The Orioles and Diamondbacks were rebuilding in recent seasons, a process that involves stacking good decisions on top of each other over at least a multi-year period. Executives say rebuilding is still necessary for most teams.
But the Orioles’ ascension to being a playoff team came perhaps a year earlier than most expected. The Diamondbacks got more sustained pitching than some expected to back an emerging core and now seem emboldened to spend at least a little more than in recent seasons.
Things appear to be changing, in no small part because there is an extra playoff spot available in each league.
“If you look at the 30 teams and if you were to sit there and list the ones that aren’t openly talking about making the playoffs this year, it’s a very, very short list,” said Orioles General Manager Mike Elias, whose team won the vaunted and generally big-spending American League East. “And that’s unusual, I mean, looking back (at) the last 10 years. I think it’s healthy for the sport how few teams are openly rebuilding right now.”
Some in the league proffered that only the A’s and Nationals could be considered to be truly in a rebuild, meaning they would not be cluttering the buyers’ market at the upper end.
Harris cautioned that teams like the Tigers have to be careful to not be thrown off course by thinking the postseason prize is closer than it really is and give into a temptation to make impetuous moves.

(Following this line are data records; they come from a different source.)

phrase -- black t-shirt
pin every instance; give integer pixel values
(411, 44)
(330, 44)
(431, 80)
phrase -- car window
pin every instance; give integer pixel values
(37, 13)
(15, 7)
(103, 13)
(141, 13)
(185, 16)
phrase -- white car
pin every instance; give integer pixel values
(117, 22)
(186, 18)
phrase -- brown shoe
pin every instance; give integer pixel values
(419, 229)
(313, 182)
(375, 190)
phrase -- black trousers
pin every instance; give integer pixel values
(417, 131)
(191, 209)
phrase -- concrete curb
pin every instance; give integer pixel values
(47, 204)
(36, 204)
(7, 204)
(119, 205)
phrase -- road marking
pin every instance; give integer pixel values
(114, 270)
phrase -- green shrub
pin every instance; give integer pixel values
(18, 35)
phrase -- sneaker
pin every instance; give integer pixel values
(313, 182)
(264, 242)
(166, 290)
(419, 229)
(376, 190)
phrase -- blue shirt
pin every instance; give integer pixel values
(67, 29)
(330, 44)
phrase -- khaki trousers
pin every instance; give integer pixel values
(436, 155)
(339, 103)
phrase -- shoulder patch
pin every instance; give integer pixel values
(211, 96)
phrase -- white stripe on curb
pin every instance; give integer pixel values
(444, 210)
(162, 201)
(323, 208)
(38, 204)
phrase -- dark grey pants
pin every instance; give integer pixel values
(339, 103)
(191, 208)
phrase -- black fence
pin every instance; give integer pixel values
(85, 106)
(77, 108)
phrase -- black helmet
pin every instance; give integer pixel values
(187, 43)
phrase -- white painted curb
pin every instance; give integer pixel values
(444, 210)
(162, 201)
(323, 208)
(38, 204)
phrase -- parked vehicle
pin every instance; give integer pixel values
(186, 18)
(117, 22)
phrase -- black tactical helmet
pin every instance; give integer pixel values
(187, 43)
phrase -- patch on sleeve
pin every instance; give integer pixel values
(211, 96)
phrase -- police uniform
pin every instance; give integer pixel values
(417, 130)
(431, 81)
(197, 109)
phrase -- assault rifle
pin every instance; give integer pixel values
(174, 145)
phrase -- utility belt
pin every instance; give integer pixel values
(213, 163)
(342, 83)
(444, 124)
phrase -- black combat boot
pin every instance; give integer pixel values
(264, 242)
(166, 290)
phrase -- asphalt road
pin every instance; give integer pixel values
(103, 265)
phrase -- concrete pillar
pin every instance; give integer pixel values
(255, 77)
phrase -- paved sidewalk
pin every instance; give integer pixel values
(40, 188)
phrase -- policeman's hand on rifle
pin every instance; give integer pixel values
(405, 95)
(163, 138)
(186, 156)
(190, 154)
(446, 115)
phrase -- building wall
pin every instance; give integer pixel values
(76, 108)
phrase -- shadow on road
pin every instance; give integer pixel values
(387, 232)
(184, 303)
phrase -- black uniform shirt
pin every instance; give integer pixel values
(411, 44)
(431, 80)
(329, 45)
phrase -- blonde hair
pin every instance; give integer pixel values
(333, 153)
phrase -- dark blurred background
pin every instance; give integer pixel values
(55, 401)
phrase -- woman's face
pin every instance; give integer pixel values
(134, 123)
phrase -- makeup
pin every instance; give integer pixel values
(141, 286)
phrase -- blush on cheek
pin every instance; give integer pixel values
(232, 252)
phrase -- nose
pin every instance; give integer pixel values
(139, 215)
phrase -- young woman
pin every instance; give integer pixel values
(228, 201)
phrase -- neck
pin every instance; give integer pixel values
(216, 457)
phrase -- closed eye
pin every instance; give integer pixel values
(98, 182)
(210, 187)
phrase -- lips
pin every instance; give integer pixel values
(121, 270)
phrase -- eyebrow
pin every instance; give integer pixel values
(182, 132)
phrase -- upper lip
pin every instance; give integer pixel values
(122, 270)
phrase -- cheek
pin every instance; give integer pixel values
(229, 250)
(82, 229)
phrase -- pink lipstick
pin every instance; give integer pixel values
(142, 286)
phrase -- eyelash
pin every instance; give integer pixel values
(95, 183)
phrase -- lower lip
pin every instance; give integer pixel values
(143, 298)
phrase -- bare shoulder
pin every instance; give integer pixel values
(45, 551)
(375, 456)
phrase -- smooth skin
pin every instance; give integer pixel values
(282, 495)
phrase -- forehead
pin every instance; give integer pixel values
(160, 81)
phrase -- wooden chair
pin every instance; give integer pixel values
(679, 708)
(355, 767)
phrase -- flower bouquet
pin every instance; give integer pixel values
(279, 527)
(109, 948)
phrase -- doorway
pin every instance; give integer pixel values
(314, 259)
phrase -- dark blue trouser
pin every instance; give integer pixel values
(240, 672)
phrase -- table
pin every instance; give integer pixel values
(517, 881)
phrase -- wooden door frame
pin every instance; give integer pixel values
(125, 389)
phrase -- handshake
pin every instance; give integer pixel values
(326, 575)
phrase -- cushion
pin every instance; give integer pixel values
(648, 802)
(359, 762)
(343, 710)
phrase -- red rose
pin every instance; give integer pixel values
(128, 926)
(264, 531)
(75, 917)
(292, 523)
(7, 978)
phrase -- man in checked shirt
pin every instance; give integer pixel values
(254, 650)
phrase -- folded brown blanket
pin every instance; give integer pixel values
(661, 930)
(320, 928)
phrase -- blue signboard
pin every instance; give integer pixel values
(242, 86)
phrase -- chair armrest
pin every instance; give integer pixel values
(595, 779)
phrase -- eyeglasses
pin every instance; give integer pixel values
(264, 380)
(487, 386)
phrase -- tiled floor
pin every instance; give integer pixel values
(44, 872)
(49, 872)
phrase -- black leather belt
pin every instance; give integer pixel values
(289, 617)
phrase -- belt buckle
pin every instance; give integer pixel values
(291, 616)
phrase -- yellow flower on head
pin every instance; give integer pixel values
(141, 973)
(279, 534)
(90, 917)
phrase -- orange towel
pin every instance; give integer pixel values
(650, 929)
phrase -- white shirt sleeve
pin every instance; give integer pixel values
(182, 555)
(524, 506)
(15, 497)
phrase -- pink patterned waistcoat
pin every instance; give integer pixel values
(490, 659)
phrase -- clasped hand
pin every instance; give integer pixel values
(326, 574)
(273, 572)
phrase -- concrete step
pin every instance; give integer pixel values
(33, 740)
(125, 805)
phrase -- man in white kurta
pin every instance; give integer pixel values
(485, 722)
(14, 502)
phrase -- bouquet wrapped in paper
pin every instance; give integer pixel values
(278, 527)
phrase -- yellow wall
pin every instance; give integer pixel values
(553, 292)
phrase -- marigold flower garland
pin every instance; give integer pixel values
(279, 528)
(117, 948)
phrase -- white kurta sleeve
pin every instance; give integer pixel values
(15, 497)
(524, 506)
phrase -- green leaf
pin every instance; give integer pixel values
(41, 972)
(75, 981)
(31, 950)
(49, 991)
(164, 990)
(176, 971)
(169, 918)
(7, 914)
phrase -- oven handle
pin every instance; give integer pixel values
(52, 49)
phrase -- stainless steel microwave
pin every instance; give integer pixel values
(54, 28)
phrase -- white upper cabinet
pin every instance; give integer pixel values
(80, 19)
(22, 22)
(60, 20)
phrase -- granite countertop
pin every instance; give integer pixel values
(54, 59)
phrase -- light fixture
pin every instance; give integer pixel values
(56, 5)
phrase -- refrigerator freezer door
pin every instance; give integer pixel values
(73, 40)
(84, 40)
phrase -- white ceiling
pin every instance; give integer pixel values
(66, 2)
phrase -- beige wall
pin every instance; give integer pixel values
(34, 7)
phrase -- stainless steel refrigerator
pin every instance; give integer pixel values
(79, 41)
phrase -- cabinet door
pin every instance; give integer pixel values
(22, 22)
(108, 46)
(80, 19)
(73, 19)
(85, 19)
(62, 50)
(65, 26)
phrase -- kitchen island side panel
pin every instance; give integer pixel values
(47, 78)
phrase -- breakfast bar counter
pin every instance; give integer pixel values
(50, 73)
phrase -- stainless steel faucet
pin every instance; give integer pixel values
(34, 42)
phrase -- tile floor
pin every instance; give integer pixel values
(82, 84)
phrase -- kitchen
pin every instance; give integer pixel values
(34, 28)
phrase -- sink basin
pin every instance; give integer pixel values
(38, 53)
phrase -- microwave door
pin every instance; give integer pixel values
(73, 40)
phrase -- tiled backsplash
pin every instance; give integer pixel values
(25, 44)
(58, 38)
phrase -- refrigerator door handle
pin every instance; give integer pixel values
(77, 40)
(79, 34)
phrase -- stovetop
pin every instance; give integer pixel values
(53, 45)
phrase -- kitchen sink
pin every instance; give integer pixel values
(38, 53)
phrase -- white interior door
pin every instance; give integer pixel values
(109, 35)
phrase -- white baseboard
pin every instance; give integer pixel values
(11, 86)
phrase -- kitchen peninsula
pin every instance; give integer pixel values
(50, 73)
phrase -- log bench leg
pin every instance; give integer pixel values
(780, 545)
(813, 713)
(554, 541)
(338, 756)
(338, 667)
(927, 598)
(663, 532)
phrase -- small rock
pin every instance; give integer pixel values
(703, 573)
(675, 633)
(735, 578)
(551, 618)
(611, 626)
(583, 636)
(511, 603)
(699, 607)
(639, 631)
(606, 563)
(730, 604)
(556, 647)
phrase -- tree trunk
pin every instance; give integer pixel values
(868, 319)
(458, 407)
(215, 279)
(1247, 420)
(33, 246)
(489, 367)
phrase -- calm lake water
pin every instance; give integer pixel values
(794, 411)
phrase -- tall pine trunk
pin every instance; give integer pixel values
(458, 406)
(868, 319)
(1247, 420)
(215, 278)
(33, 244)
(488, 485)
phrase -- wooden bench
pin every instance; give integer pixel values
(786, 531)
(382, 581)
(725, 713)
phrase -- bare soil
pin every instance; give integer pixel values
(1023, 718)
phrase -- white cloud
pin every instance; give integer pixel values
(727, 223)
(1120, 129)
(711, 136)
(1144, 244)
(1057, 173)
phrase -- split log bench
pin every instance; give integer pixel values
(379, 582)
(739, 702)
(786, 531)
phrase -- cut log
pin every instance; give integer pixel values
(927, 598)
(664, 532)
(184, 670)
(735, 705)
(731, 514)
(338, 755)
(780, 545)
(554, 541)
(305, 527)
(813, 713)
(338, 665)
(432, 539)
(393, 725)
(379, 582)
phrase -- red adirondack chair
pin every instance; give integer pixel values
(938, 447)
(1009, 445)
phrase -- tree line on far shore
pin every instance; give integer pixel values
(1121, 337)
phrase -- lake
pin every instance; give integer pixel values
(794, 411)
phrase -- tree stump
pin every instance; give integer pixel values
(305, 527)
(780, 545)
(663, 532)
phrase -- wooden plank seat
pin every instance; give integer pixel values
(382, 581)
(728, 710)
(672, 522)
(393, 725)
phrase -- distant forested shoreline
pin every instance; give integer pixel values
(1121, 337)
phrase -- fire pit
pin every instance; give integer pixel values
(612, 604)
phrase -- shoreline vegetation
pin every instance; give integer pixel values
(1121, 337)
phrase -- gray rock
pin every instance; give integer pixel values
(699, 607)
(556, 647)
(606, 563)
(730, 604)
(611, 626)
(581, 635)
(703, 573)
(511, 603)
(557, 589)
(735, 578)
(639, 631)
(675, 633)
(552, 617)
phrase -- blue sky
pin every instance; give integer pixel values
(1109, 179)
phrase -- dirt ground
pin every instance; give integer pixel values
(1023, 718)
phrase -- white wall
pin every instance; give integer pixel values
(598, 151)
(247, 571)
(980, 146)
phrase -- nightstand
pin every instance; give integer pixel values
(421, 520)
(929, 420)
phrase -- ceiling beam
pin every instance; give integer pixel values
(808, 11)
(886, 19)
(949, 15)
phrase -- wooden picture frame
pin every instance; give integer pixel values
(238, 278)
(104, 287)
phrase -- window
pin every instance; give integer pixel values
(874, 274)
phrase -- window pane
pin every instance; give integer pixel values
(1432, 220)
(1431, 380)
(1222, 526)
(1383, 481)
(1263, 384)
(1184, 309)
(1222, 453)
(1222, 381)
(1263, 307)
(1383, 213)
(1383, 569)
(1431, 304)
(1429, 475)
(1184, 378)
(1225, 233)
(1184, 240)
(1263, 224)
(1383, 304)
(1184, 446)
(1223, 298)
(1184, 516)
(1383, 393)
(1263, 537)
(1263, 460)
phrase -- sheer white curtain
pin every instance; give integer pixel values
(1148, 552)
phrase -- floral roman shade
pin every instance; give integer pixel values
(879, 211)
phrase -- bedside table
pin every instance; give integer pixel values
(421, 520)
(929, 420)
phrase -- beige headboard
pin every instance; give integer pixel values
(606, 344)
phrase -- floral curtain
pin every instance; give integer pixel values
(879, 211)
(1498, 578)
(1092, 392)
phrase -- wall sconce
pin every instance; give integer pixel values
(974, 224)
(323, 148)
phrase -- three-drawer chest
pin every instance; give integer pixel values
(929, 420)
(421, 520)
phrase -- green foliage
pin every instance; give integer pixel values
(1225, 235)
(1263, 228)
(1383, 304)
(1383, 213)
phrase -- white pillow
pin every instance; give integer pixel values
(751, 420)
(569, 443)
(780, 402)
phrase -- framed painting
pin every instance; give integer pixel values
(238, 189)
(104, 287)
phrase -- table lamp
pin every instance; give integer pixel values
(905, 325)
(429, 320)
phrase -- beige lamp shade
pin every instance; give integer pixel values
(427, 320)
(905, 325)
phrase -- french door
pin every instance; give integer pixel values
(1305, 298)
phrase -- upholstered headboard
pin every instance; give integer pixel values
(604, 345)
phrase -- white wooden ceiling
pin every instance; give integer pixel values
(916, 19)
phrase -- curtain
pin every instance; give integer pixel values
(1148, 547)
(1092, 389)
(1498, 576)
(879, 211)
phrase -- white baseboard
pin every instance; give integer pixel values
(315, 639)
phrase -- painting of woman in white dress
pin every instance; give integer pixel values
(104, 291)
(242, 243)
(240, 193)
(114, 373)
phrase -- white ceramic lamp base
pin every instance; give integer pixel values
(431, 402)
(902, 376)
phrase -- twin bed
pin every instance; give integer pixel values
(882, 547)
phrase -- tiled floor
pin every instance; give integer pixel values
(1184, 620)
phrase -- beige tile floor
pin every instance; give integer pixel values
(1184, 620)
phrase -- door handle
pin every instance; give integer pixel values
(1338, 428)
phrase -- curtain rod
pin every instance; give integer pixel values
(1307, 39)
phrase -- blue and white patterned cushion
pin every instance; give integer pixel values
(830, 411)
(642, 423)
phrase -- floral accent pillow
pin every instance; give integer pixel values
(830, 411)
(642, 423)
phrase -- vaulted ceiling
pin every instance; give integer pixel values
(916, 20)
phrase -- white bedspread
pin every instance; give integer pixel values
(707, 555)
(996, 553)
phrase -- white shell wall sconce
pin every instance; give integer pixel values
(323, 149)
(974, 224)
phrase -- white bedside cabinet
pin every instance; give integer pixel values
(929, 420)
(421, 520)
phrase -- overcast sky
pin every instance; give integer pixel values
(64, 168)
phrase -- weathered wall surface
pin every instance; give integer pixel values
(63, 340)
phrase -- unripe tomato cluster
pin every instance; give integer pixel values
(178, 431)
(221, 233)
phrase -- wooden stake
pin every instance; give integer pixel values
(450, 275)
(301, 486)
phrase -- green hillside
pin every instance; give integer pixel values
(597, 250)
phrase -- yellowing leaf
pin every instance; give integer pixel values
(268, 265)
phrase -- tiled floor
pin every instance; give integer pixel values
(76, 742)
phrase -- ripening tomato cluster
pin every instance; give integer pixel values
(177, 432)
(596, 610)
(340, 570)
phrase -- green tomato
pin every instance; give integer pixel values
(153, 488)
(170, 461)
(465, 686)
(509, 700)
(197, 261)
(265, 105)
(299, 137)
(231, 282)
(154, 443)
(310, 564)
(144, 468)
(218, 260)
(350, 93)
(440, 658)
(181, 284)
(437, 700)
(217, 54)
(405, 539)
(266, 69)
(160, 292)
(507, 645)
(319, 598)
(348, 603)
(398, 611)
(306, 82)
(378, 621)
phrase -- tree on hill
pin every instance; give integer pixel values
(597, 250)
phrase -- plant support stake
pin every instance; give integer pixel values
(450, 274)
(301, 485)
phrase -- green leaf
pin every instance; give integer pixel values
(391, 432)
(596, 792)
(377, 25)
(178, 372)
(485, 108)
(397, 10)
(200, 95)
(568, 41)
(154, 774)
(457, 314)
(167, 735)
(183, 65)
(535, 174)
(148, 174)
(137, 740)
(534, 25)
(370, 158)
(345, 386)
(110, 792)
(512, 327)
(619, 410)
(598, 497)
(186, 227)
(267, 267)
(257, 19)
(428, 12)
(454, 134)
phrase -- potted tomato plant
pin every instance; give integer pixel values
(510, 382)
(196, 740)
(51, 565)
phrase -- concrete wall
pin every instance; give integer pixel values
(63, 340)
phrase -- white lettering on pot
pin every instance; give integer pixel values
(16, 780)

“We have to be cautious as an organization,” he said. “… I want to be (at a point) where we’re very aggressive in free agency and trades. We just haven’t gotten there yet.”
Still, the Tigers are part of a tier of teams — with the Royals, Rockies and Pirates — that might not be seen from the outside as strong contenders but are expected to at least make a run at quality pitchers.
“I think that the way the playoffs are structured now does allow for more teams to stay in it, so to speak,” Twins President of Baseball Operations Derek Falvey said. “If there were only four spots instead of what we have now, that would change the dynamic a little bit for a few clubs that might be a little further on the rebuild end. … We knew that Detroit and Kansas City, in particular, were teams that said they were rebuilding. But now we’re seeing those good young players establish themselves at a big-league level. So I only see our division getting better en masse. Ultimately, that will make it harder for us but hopefully we put ourselves right back in the mix next year.”
This influx of competition is the backdrop for the Padres as they attempt to compete in what now appears to also be a deeper National League West.
“I think you’re always aware of the dynamic and the climate,” Preller said. “I think it affects from a supply demand competition standpoint. You’re trying to get a sense of which teams are really gonna put the foot down and go for it (and) other teams that are maybe more on the periphery. That’s always part of how we try to evaluate the market and what’s out there. Not really from a decision standpoint, like whether to sign somebody or not in terms of like the type of player we’re looking for. But how to get to them, how much competition for those players, yeah, it definitely factors in.”